先前的西南將軍被革職查辦,闔家都被押送去長安受審, 朝廷那邊怕西南守軍有異,派來的新將軍是朝中嫡系,初到軍營自然也是水土不服過的。

畢竟邊軍雖受中央調遣, 但平日因朝廷克扣軍餉, 都對朝廷有極大的怨氣, 這會子來個不知道什麽底細的外人, 除開面子上功夫過的去, 私下裏是否使絆子, 就看人這將軍是否得人心。

好在這幾年下來,新來的這位將軍做事還不錯,尤其是西南出了亂軍之後, 西南邊軍和朝廷徹底切斷聯系, 消息都送不出去,更不論要朝廷送軍餉。

虧得蒲將軍和黃州太守據理力爭秋稅,方才叫營中將士不至於嘩變。

不然幾萬人吃喝解決不了, 黃州這會太平不了。

“忠州就這麽拿下了?”營中有將軍收到消息後,震驚不已,自從玄甲軍占據盤州後, 黃州這頭或多或少也收到些風聲。

原以為不過是曇花一現的叛軍,遲早自己玩完, 誰料竟不聲不響拿下三個州,也沒出什麽亂子。

甚至有盤州應州過來黃州做生意的,都說如今盤州應州比從前還繁華,勾的不少黃州富戶鋌而走險去了敵軍營地。

不過看人都安穩回來, 可見玄甲軍的確不避諱和大歷往來,尤其前不久,聽聞盤州和江對岸的昌州也漸漸恢覆往來,這是在為進軍中原做準備了。

“忠州刺史早就棄官而逃,之前又亂過一陣,遇上玄甲軍本也不是對手,被拿下在預料之中。
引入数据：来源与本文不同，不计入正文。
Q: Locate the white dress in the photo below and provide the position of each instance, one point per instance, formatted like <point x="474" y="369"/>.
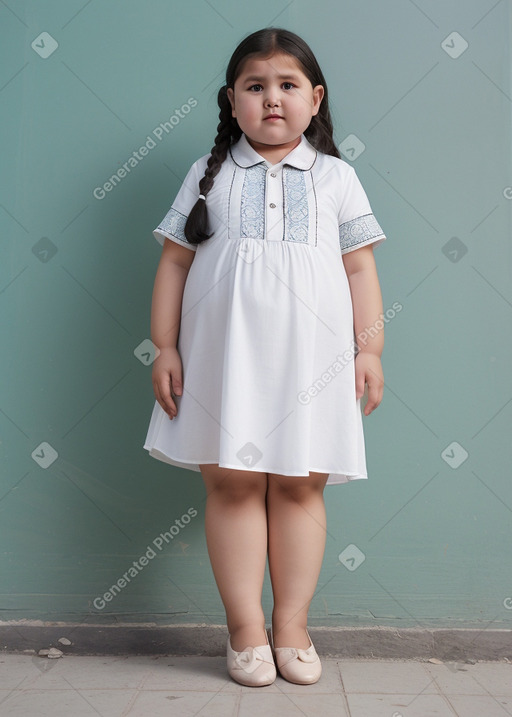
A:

”蒲將軍對這個消息並不吃驚。

“將軍,這話如何說?咱們現在和中原隔著三個州,原說可從西北走草原給朝廷傳消息,可誰想中原一場天花,叫朝廷都南去了,如今也不知返沒返回長安。

縱然咱們手裏兵力能和亂軍碰一碰,但糧草不足,也是孤立無援。”

“我知道,玄甲軍取盤州就已經定下咱們孤立無援的路,現今只有兩條路可走,要麽立刻出兵,打玄甲軍一個措手不及,贏了也能給朝廷一個交代,輸了被俘也沒什麽不服氣的。

要麽等著玄甲軍過來,或是固守軍營,或是舉旗投降,諸位怎麽看?”

“蒲將軍,你我都清楚,咱們知道西南有亂軍卻一直沒動,就是因為沒有朝廷的旨意,怕平亂之後朝廷反而要治咱們擅自動兵的罪。”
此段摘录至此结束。